Patterns In Brain Imaging Studies

Neuroimaging research has provided valuable insights into the neural mechanisms underlying SOR, revealing distinct patterns of altered brain activity and connectivity. Functional magnetic resonance imaging (fMRI) studies indicate that individuals with SOR exhibit hyperactivation in sensory processing regions, particularly the primary and secondary sensory cortices. This heightened activity suggests that sensory stimuli are processed with greater intensity, contributing to overwhelming perceptual experiences.

Structural imaging using diffusion tensor imaging (DTI) has identified differences in white matter integrity, particularly in pathways connecting sensory regions to higher-order cortical areas. These findings suggest disruptions in the efficient transmission of sensory information.

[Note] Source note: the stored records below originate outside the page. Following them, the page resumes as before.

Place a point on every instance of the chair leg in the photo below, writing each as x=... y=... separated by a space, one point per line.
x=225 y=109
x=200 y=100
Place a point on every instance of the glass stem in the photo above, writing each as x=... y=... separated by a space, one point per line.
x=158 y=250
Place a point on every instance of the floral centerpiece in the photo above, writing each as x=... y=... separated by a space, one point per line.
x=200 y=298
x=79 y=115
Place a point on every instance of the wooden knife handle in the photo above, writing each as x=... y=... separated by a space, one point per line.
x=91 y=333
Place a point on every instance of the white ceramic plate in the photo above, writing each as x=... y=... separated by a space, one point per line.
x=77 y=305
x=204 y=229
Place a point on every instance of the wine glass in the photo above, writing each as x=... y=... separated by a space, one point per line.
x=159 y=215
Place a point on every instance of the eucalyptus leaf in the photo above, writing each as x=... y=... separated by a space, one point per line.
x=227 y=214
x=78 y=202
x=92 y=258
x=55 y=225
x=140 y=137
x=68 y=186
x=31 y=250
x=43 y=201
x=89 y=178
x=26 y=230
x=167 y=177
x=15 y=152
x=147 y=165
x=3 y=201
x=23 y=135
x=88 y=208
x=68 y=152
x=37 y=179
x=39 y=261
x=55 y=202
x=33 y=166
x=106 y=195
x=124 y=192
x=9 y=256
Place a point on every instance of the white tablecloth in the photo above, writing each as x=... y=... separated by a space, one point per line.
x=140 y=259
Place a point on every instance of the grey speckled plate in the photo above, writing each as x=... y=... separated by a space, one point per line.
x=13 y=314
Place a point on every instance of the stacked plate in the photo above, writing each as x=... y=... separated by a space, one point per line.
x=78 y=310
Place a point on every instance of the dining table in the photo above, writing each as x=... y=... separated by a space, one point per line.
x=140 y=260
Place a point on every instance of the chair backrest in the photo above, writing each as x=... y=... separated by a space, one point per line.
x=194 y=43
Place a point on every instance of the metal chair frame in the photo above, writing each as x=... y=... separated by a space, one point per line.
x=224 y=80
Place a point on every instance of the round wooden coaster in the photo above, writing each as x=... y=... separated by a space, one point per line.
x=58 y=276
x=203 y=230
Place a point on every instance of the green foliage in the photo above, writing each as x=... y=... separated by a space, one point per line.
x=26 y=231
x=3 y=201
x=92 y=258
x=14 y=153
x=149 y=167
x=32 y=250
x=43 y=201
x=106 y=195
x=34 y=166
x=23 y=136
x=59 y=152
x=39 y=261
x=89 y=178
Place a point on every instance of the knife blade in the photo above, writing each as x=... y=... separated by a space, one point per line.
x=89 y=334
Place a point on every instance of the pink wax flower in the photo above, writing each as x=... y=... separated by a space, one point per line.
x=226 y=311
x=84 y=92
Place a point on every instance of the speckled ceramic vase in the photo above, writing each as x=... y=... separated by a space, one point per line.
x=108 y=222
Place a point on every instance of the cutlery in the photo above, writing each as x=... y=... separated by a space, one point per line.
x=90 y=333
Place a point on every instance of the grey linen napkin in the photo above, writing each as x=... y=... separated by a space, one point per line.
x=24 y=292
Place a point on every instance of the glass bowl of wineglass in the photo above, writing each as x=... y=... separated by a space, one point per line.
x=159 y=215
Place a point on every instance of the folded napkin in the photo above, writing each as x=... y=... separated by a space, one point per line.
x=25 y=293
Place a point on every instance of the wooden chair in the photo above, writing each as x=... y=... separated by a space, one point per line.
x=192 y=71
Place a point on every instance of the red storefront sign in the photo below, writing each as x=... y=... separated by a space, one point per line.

Resting-state functional connectivity analyses highlight atypical interactions between sensory cortices and regulatory brain regions such as the prefrontal cortex and anterior cingulate cortex. Individuals with SOR may have difficulty modulating sensory input, leading to exaggerated neural responses even in the absence of external stimuli. Studies using positron emission tomography (PET) have also indicated altered neurotransmitter dynamics, with some reports showing abnormal GABAergic activity in sensory-related brain regions, reinforcing the idea that inhibitory control mechanisms may be compromised.

Potential Genetic Influences

Genetic factors contribute to SOR, with research identifying specific genes associated with altered sensory processing. Variants in genes related to GABA signaling, such as GABRB3 and GAD1, have been implicated in atypical sensory responses. GABRB3, encoding a subunit of the GABA_A receptor, has been linked to neurodevelopmental conditions like ASD, where sensory hypersensitivity is common. Reduced expression of this gene may impair inhibitory signaling, disrupting the brain’s ability to regulate sensory input effectively. Similarly, GAD1 encodes glutamate decarboxylase, an enzyme responsible for GABA synthesis. Studies show that reduced GAD1 expression correlates with lower GABA levels in sensory-related brain regions, contributing to heightened neural excitability and increased sensitivity to stimuli.

Beyond GABA-related genes, other genetic pathways involved in neuronal excitability and synaptic regulation have been linked to SOR. Variants in SCN2A, a gene encoding a sodium channel subunit critical for neuronal firing, are associated with altered sensory thresholds. Individuals with SCN2A mutations often exhibit hypersensitivity to auditory and tactile stimuli, suggesting that disruptions in ion channel function contribute to sensory dysregulation. Additionally, polymorphisms in BDNF (brain-derived neurotrophic factor) influence synaptic plasticity and neuronal development, with altered expression linked to sensory hypersensitivity and broader neurodevelopmental conditions. These genetic findings highlight the complexity of SOR, suggesting multiple molecular pathways shape sensory experiences.